Thursday, October 7, 2010
by the shining big-sea-water
After another good day's drive, PEACHY weather, really like summer...and despite having to move the clock ahead another hour, to Eastern Daylight...arrived before the sun went down. Since Tuesday I have traveled through Mountain Daylight, Central Standard (Rectilinear Province is funny that way), Central Daylight, Eastern Daylight...
Started out this morning with quite a good hotel-lobby breakfast (one of the options was waffles, no, real ones, batter in a dispenser and a big fancy waffle iron)...fruit and yogurt and coffee...briskly eastward with a mid-morning break for gas and a sandwich and a refill on the coffee; ate part of my sandwich in one stop and the rest late in the day by a very satisfactory kind of waterfall.

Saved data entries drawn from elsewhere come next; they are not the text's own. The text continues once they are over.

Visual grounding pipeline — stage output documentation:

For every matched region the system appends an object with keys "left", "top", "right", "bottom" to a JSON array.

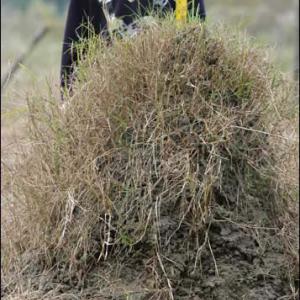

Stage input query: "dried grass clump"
[{"left": 2, "top": 20, "right": 298, "bottom": 297}]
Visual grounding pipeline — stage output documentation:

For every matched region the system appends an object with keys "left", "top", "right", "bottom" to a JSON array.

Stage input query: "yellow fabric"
[{"left": 175, "top": 0, "right": 188, "bottom": 21}]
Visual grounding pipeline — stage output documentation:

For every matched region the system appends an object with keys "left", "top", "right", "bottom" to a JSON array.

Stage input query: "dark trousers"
[
  {"left": 60, "top": 0, "right": 206, "bottom": 94},
  {"left": 60, "top": 0, "right": 108, "bottom": 91}
]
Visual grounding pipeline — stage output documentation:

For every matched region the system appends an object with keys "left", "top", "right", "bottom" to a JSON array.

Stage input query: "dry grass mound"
[{"left": 2, "top": 20, "right": 298, "bottom": 299}]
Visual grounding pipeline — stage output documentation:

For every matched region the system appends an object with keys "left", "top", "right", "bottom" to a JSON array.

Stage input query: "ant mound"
[{"left": 2, "top": 21, "right": 298, "bottom": 300}]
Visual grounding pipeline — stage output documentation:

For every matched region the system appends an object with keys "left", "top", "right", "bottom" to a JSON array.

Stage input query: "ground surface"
[{"left": 2, "top": 206, "right": 296, "bottom": 299}]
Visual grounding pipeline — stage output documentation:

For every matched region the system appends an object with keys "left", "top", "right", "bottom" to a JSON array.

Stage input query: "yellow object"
[{"left": 175, "top": 0, "right": 188, "bottom": 22}]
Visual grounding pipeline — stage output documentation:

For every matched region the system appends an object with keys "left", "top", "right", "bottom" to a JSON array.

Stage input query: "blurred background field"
[{"left": 1, "top": 0, "right": 299, "bottom": 151}]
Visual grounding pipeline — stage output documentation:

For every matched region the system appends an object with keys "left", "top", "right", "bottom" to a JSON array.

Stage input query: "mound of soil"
[
  {"left": 2, "top": 20, "right": 298, "bottom": 300},
  {"left": 3, "top": 207, "right": 292, "bottom": 300}
]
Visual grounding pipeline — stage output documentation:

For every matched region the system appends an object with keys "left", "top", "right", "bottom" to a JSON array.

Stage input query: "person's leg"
[
  {"left": 198, "top": 0, "right": 206, "bottom": 21},
  {"left": 88, "top": 0, "right": 109, "bottom": 35},
  {"left": 60, "top": 0, "right": 108, "bottom": 94},
  {"left": 188, "top": 0, "right": 206, "bottom": 21}
]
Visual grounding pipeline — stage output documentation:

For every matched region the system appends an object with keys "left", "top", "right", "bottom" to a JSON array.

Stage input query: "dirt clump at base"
[{"left": 1, "top": 19, "right": 298, "bottom": 300}]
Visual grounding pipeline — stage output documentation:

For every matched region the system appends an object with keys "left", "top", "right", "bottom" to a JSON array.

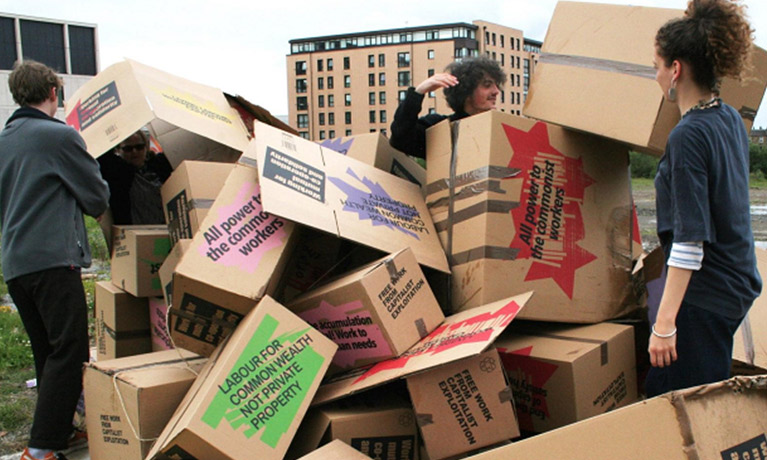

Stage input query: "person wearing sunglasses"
[{"left": 97, "top": 130, "right": 172, "bottom": 225}]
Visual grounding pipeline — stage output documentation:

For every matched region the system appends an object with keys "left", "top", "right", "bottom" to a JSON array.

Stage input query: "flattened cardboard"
[
  {"left": 170, "top": 164, "right": 296, "bottom": 357},
  {"left": 298, "top": 440, "right": 372, "bottom": 460},
  {"left": 463, "top": 375, "right": 767, "bottom": 460},
  {"left": 83, "top": 349, "right": 206, "bottom": 460},
  {"left": 495, "top": 322, "right": 637, "bottom": 433},
  {"left": 111, "top": 225, "right": 171, "bottom": 298},
  {"left": 147, "top": 296, "right": 337, "bottom": 460},
  {"left": 523, "top": 2, "right": 767, "bottom": 155},
  {"left": 287, "top": 247, "right": 444, "bottom": 373},
  {"left": 407, "top": 349, "right": 519, "bottom": 460},
  {"left": 247, "top": 122, "right": 449, "bottom": 274},
  {"left": 733, "top": 248, "right": 767, "bottom": 372},
  {"left": 94, "top": 281, "right": 151, "bottom": 361},
  {"left": 313, "top": 291, "right": 532, "bottom": 405},
  {"left": 426, "top": 110, "right": 640, "bottom": 322},
  {"left": 320, "top": 132, "right": 427, "bottom": 192},
  {"left": 161, "top": 161, "right": 235, "bottom": 246},
  {"left": 64, "top": 59, "right": 249, "bottom": 166}
]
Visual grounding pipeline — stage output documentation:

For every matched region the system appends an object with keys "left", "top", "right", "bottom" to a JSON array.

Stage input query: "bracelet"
[{"left": 651, "top": 324, "right": 677, "bottom": 338}]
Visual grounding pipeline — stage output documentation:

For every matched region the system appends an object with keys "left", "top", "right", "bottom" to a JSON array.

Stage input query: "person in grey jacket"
[{"left": 0, "top": 60, "right": 109, "bottom": 460}]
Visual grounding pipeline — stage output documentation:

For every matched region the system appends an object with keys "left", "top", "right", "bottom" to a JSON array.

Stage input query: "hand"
[
  {"left": 415, "top": 73, "right": 459, "bottom": 95},
  {"left": 648, "top": 325, "right": 678, "bottom": 367}
]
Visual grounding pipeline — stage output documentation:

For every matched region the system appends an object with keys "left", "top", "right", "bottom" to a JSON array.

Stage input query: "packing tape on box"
[
  {"left": 426, "top": 165, "right": 521, "bottom": 198},
  {"left": 498, "top": 386, "right": 514, "bottom": 403},
  {"left": 538, "top": 52, "right": 758, "bottom": 122},
  {"left": 450, "top": 246, "right": 520, "bottom": 266},
  {"left": 187, "top": 198, "right": 215, "bottom": 211},
  {"left": 427, "top": 180, "right": 512, "bottom": 210},
  {"left": 415, "top": 318, "right": 428, "bottom": 339},
  {"left": 238, "top": 155, "right": 258, "bottom": 169},
  {"left": 103, "top": 324, "right": 151, "bottom": 341},
  {"left": 510, "top": 331, "right": 610, "bottom": 366},
  {"left": 385, "top": 256, "right": 400, "bottom": 283},
  {"left": 740, "top": 314, "right": 756, "bottom": 366},
  {"left": 433, "top": 200, "right": 519, "bottom": 233},
  {"left": 669, "top": 395, "right": 699, "bottom": 460},
  {"left": 416, "top": 413, "right": 434, "bottom": 427}
]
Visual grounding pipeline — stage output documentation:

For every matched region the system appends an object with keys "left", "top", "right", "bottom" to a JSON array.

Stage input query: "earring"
[{"left": 668, "top": 80, "right": 677, "bottom": 102}]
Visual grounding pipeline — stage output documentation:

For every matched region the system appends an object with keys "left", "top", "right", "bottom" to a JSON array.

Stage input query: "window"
[
  {"left": 397, "top": 52, "right": 410, "bottom": 68},
  {"left": 318, "top": 95, "right": 325, "bottom": 107},
  {"left": 501, "top": 54, "right": 504, "bottom": 66},
  {"left": 346, "top": 129, "right": 352, "bottom": 136},
  {"left": 378, "top": 53, "right": 385, "bottom": 67},
  {"left": 297, "top": 114, "right": 309, "bottom": 128},
  {"left": 319, "top": 131, "right": 326, "bottom": 140},
  {"left": 343, "top": 57, "right": 350, "bottom": 69},
  {"left": 68, "top": 25, "right": 97, "bottom": 75},
  {"left": 369, "top": 110, "right": 376, "bottom": 123},
  {"left": 511, "top": 39, "right": 515, "bottom": 50},
  {"left": 317, "top": 59, "right": 323, "bottom": 71},
  {"left": 329, "top": 113, "right": 335, "bottom": 125},
  {"left": 327, "top": 76, "right": 334, "bottom": 89},
  {"left": 319, "top": 113, "right": 325, "bottom": 125},
  {"left": 19, "top": 20, "right": 65, "bottom": 72},
  {"left": 399, "top": 90, "right": 407, "bottom": 102},
  {"left": 345, "top": 112, "right": 352, "bottom": 124},
  {"left": 379, "top": 72, "right": 386, "bottom": 85},
  {"left": 516, "top": 38, "right": 520, "bottom": 50},
  {"left": 368, "top": 55, "right": 375, "bottom": 67},
  {"left": 485, "top": 31, "right": 490, "bottom": 45},
  {"left": 368, "top": 73, "right": 375, "bottom": 86},
  {"left": 328, "top": 95, "right": 335, "bottom": 107},
  {"left": 428, "top": 108, "right": 437, "bottom": 115},
  {"left": 344, "top": 93, "right": 351, "bottom": 106},
  {"left": 397, "top": 71, "right": 410, "bottom": 87},
  {"left": 297, "top": 96, "right": 308, "bottom": 110},
  {"left": 380, "top": 128, "right": 387, "bottom": 136},
  {"left": 428, "top": 49, "right": 434, "bottom": 60},
  {"left": 426, "top": 30, "right": 439, "bottom": 40},
  {"left": 501, "top": 35, "right": 505, "bottom": 48},
  {"left": 327, "top": 58, "right": 334, "bottom": 70},
  {"left": 295, "top": 60, "right": 307, "bottom": 75},
  {"left": 369, "top": 92, "right": 376, "bottom": 105},
  {"left": 329, "top": 130, "right": 336, "bottom": 138},
  {"left": 296, "top": 79, "right": 307, "bottom": 93},
  {"left": 344, "top": 75, "right": 351, "bottom": 88},
  {"left": 492, "top": 52, "right": 496, "bottom": 61},
  {"left": 492, "top": 33, "right": 496, "bottom": 46},
  {"left": 379, "top": 91, "right": 386, "bottom": 104},
  {"left": 501, "top": 92, "right": 505, "bottom": 104},
  {"left": 318, "top": 77, "right": 324, "bottom": 89},
  {"left": 429, "top": 91, "right": 435, "bottom": 99},
  {"left": 1, "top": 17, "right": 18, "bottom": 70},
  {"left": 428, "top": 69, "right": 435, "bottom": 77},
  {"left": 379, "top": 110, "right": 387, "bottom": 123},
  {"left": 300, "top": 132, "right": 309, "bottom": 139}
]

I also took heed of symptoms and stopped for a power-nap in the parking lot of a staggeringly ersatz "trading post", first making a tactful small purchase over the kind protests of the proprietor: "You don't have to buy anything! Honest! You can have a nap for free! Hey! We don't mind!"
And stopped at the excellent roadside sheep-farm and purveyor of all things woolly...always a feature of these cross-Canada drives.
Long theological Facebook chats with various friends.
Pleasant salad supper at a very old-fashioned diner just behind my motel.
It's philosophically interesting, travelling in this direction at this season, to be driving "into the dark" at the end of each day's stage. It's always been my fate, apparently, to live to the west of my work place -- sun in my eyes at both ends of the day, rising in the morning and setting in the evening. So in the evenings I've always been chasing the sun, chasing the light...but now I'm driving eastward, and the dark comes to meet me and my long shadow. A faint sensation of the end game, in all this.
It's a situation that makes the chain motel a very desirable destination. One thing you can say about the "Super Eight" -- it ain't shy. Unlike "Aunt Grannie's Lavender Hideaway Bide-a-wee B and B," it doesn't hide back among the big trees and the caragana hedges. No-sir-ee. Great big illuminated sign in primary colours, 25 feet high, "Come unto me all ye that are weary." And after dark in an unfamiliar town...that's a blessing too.